Delta-v is a scalar quantity dependent only on the desired trajectory and not on the mass of the space vehicle. For example, although more fuel is needed to transfer a heavier communication satellite from low Earth orbit to geosynchronous orbit than for a lighter one, the delta-v required is the same. Delta-v is also additive, as contrasted to rocket burn time, the latter having greater effect later in the mission when more fuel has been used up.
Tables of the delta-v required to move between different space regime are useful in the conceptual planning of space missions. In the absence of an atmosphere, the delta-v is typically the same for changes in orbit in either direction; in particular, gaining and losing speed cost an equal effort. An atmosphere can be used to slow a spacecraft by aerobraking.

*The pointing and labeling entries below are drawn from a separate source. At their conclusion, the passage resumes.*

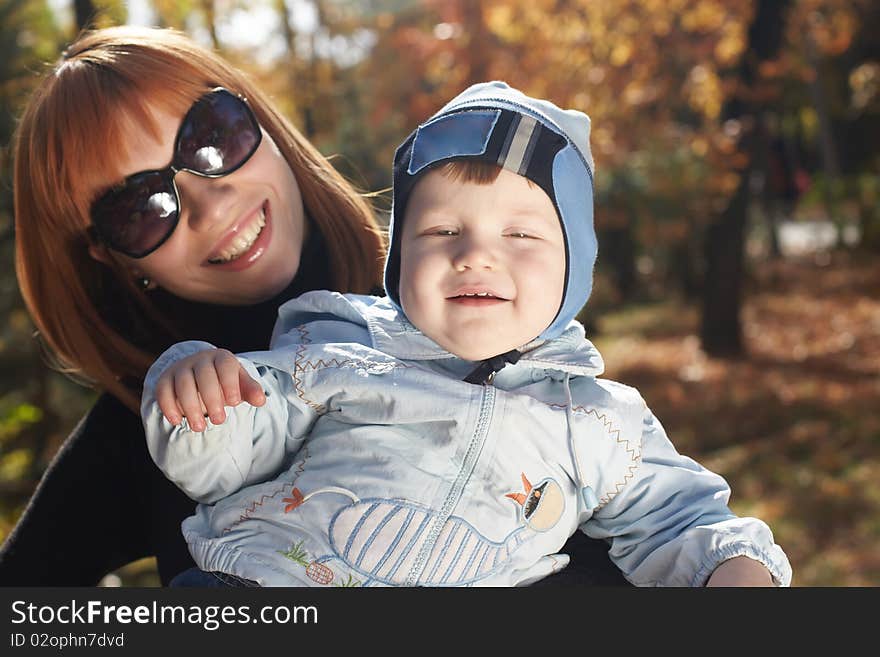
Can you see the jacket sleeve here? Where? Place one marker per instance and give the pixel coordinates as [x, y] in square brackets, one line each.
[252, 445]
[670, 524]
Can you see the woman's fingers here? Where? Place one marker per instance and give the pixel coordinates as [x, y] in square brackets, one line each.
[251, 391]
[167, 400]
[188, 398]
[202, 385]
[207, 373]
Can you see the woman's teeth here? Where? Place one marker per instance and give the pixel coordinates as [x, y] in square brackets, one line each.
[243, 241]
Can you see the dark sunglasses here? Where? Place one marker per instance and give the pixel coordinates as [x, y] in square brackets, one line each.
[217, 136]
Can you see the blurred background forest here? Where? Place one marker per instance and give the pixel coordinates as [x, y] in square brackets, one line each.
[737, 173]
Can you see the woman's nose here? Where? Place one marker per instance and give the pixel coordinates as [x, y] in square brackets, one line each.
[204, 201]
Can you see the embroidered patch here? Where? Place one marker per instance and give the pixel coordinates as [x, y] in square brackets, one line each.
[541, 506]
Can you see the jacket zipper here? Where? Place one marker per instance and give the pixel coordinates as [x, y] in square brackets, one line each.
[487, 405]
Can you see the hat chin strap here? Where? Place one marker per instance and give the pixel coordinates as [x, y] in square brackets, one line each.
[485, 371]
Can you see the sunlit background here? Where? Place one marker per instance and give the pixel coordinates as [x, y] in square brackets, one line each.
[737, 182]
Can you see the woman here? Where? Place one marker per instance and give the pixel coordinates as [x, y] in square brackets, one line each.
[159, 196]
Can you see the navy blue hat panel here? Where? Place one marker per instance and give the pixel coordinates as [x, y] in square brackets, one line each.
[451, 136]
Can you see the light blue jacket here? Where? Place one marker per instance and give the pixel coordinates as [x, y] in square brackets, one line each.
[373, 463]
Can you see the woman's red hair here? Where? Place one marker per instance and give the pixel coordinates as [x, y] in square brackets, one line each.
[72, 128]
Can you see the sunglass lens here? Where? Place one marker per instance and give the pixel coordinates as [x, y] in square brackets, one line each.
[218, 135]
[138, 217]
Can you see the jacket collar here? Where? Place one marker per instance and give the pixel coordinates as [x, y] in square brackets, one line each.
[393, 334]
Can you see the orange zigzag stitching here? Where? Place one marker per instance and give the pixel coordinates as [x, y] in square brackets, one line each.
[253, 507]
[300, 468]
[301, 366]
[636, 456]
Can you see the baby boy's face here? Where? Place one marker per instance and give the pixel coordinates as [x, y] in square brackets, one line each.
[482, 266]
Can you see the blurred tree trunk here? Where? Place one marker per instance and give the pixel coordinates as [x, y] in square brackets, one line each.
[721, 324]
[210, 21]
[475, 28]
[84, 13]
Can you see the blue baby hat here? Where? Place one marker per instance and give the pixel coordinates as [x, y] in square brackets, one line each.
[494, 122]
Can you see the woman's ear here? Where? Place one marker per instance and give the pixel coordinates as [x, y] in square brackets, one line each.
[99, 252]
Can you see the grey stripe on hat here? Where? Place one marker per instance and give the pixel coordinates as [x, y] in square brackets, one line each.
[516, 156]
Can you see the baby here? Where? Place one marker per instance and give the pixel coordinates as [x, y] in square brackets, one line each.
[455, 432]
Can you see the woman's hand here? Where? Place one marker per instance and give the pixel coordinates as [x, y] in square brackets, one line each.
[200, 385]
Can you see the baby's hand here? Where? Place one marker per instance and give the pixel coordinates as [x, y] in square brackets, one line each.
[200, 385]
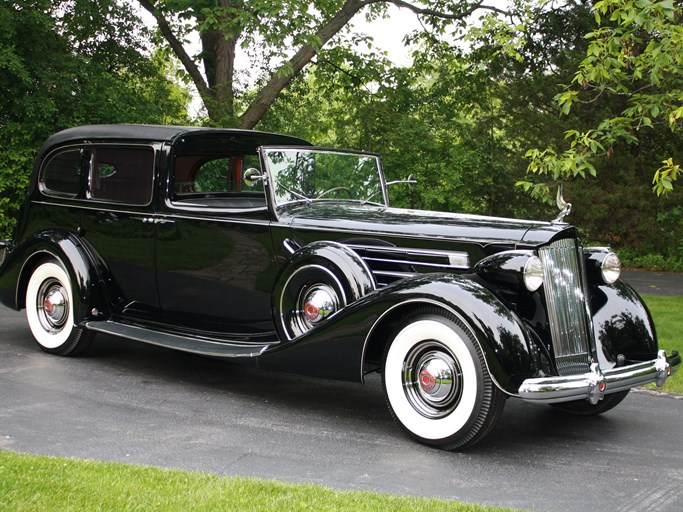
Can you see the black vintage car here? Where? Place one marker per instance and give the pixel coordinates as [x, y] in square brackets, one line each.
[259, 248]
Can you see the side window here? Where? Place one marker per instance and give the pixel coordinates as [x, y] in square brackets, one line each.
[224, 175]
[122, 174]
[213, 176]
[62, 174]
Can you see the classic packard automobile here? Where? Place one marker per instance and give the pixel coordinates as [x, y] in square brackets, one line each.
[260, 248]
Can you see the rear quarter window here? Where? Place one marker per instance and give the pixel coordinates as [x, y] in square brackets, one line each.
[61, 176]
[122, 174]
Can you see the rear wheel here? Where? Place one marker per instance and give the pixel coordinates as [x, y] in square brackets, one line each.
[585, 408]
[49, 311]
[436, 383]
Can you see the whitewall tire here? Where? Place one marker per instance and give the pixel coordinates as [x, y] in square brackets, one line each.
[50, 313]
[436, 383]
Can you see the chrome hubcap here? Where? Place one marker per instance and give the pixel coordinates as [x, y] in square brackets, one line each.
[432, 379]
[52, 305]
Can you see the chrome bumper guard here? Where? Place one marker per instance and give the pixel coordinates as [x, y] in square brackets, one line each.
[595, 384]
[4, 246]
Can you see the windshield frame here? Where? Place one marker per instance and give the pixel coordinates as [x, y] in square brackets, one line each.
[270, 181]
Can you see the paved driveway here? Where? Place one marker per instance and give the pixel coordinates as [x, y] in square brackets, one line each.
[145, 405]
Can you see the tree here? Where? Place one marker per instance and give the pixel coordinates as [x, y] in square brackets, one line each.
[69, 63]
[282, 37]
[634, 55]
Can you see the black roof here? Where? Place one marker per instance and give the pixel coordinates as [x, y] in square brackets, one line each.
[157, 133]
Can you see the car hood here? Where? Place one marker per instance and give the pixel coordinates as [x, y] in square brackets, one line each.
[369, 220]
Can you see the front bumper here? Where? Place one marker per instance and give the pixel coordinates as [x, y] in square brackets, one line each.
[595, 384]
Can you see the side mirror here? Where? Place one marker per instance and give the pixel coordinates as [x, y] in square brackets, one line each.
[409, 181]
[252, 176]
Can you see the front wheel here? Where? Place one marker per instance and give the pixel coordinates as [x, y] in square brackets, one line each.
[49, 311]
[436, 383]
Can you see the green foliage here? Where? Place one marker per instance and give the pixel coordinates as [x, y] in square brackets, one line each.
[69, 63]
[666, 313]
[634, 61]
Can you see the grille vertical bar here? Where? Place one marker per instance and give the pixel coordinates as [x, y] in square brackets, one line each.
[565, 301]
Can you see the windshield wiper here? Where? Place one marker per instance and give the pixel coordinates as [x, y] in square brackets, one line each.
[298, 195]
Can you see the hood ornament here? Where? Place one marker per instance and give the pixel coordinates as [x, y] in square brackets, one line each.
[564, 206]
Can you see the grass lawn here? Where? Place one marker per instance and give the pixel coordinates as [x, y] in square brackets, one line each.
[667, 313]
[32, 483]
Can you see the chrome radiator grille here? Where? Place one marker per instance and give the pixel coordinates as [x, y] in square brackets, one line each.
[566, 304]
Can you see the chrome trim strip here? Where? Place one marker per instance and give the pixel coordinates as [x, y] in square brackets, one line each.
[223, 349]
[163, 215]
[597, 383]
[415, 263]
[457, 260]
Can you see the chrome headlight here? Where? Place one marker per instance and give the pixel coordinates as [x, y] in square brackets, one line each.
[520, 270]
[610, 268]
[533, 273]
[602, 265]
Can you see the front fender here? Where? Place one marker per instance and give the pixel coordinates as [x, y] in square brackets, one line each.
[622, 325]
[339, 347]
[68, 249]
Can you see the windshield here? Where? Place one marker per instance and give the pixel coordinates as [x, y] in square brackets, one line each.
[315, 174]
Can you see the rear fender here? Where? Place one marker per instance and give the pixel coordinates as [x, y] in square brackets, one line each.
[70, 252]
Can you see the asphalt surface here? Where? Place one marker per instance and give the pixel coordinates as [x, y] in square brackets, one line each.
[134, 403]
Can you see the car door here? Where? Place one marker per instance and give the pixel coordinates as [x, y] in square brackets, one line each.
[214, 255]
[117, 224]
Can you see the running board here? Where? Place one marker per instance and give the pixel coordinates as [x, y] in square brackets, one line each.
[226, 349]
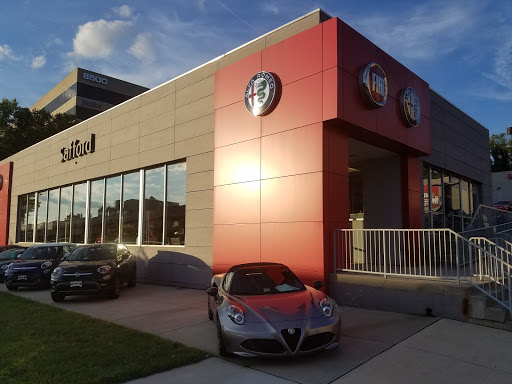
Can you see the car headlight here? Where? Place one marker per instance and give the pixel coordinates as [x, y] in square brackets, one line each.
[104, 269]
[236, 314]
[327, 306]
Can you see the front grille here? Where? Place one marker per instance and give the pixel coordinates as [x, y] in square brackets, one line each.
[291, 340]
[316, 341]
[263, 346]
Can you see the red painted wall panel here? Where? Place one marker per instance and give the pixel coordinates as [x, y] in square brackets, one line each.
[281, 180]
[234, 124]
[301, 104]
[292, 199]
[234, 79]
[292, 152]
[235, 244]
[237, 163]
[295, 58]
[332, 31]
[242, 201]
[289, 243]
[5, 202]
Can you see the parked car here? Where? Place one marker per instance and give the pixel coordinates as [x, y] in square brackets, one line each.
[94, 269]
[34, 267]
[10, 246]
[504, 204]
[263, 309]
[7, 257]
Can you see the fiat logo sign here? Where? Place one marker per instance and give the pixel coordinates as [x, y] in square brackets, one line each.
[373, 85]
[262, 93]
[410, 107]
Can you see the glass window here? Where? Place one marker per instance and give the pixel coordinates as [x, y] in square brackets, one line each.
[131, 193]
[42, 199]
[426, 195]
[65, 214]
[53, 215]
[153, 206]
[22, 218]
[465, 197]
[112, 200]
[456, 202]
[96, 211]
[437, 190]
[30, 217]
[175, 204]
[78, 221]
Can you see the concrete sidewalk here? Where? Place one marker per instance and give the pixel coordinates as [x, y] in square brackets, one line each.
[384, 346]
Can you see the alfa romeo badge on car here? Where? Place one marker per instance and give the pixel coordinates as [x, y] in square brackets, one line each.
[262, 93]
[410, 107]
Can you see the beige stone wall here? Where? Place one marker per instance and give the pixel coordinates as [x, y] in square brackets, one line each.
[171, 122]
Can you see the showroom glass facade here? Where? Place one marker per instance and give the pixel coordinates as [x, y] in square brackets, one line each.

A typical delta-v budget might enumerate various classes of maneuvers, delta-v per maneuver, and number of each maneuver required over the life of the mission, then simply sum the total delta-v, much like a typical financial budget. Because the delta-v needed to achieve the mission usually varies with the relative position of the gravitating bodies, launch windows are often calculated from porkchop plots that show delta-v plotted against the launch time.